DUSTiER (DUST in the Epoch of Reionization): dusty galaxies in cosmological radiation-hydrodynamical simulations of the Epoch of Reionization with RAMSES-CUDATON

TL;DR

This study uses advanced cosmological simulations to explore how interstellar dust influences the observable properties of high-redshift galaxies and the process of cosmic reionization, highlighting dust's significant impact on UV luminosity and ionising photon escape.

Contribution

We integrated a dust production model into the RAMSES-CUDATON simulation to realistically simulate dust effects in early galaxies, improving predictions of dust mass, UV slopes, and their impact on reionization.

Findings

Dust significantly affects the bright end of the UV luminosity function at high redshift.

Obscured star formation fraction reaches up to 45% at z=5, aligning with ALMA observations.

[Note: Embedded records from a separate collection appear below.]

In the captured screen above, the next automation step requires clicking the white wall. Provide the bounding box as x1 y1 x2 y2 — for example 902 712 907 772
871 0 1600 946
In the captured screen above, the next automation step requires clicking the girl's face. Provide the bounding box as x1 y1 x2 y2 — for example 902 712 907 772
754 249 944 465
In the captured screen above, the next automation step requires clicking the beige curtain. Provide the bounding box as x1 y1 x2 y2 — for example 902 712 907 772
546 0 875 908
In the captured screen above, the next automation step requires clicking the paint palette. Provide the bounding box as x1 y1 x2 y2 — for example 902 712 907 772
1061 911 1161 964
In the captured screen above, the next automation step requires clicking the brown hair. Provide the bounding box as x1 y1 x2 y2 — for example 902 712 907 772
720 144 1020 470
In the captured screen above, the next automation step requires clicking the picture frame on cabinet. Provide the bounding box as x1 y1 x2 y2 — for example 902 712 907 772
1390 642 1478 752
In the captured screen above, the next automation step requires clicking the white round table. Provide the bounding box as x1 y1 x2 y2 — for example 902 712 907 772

Dust reduces ionising photon escape in massive galaxies by over 10%, up to 80-90%.

Abstract

In recent years, interstellar dust has become a crucial topic in the study of the high and very high redshift Universe. Evidence points to the existence of high dust masses in massive star forming galaxies already during the Epoch of Reionization, potentially affecting the escape of ionising photons into the intergalactic medium. Moreover, correctly estimating dust extinction at UV wavelengths is essential for precise ultra-violet luminosity function (UVLF) prediction and interpretation. In this paper, we investigate the impact of dust on the observed properties of high redshift galaxies, and cosmic reionization. To this end, we couple a physical model for dust production to the fully coupled radiation-hydrodynamics cosmological simulation code RAMSES-CUDATON, and perform a $16^3$, $2048^3$, simulation, that we call DUSTiER for DUST in the Epoch of Reionization. It yields galaxies with dust masses and UV slopes compatible with constraints at z $\geq 5$. We find that extinction has a dramatic impact on the bright end of the UVLF, even as early as $\rm z=8$, and our dusty UVLFs are in better agreement with observations than dust-less UVLFs. The fraction of obscured star formation rises up to 45% at $\rm z=5$, in agreement with some of the latest results from ALMA. Finally, we find that dust reduces the escape of ionising photons from galaxies more massive than $10^{10} M_\odot$ (brighter than $\approx -18$ MAB1600) by >10%, and possibly up to 80-90% for our most massive galaxies. Nevertheless, we find that the ionising escape fraction is first and foremost set by neutral Hydrogen in galaxies, as the latter produces transmissions up to 100 times smaller than through dust alone.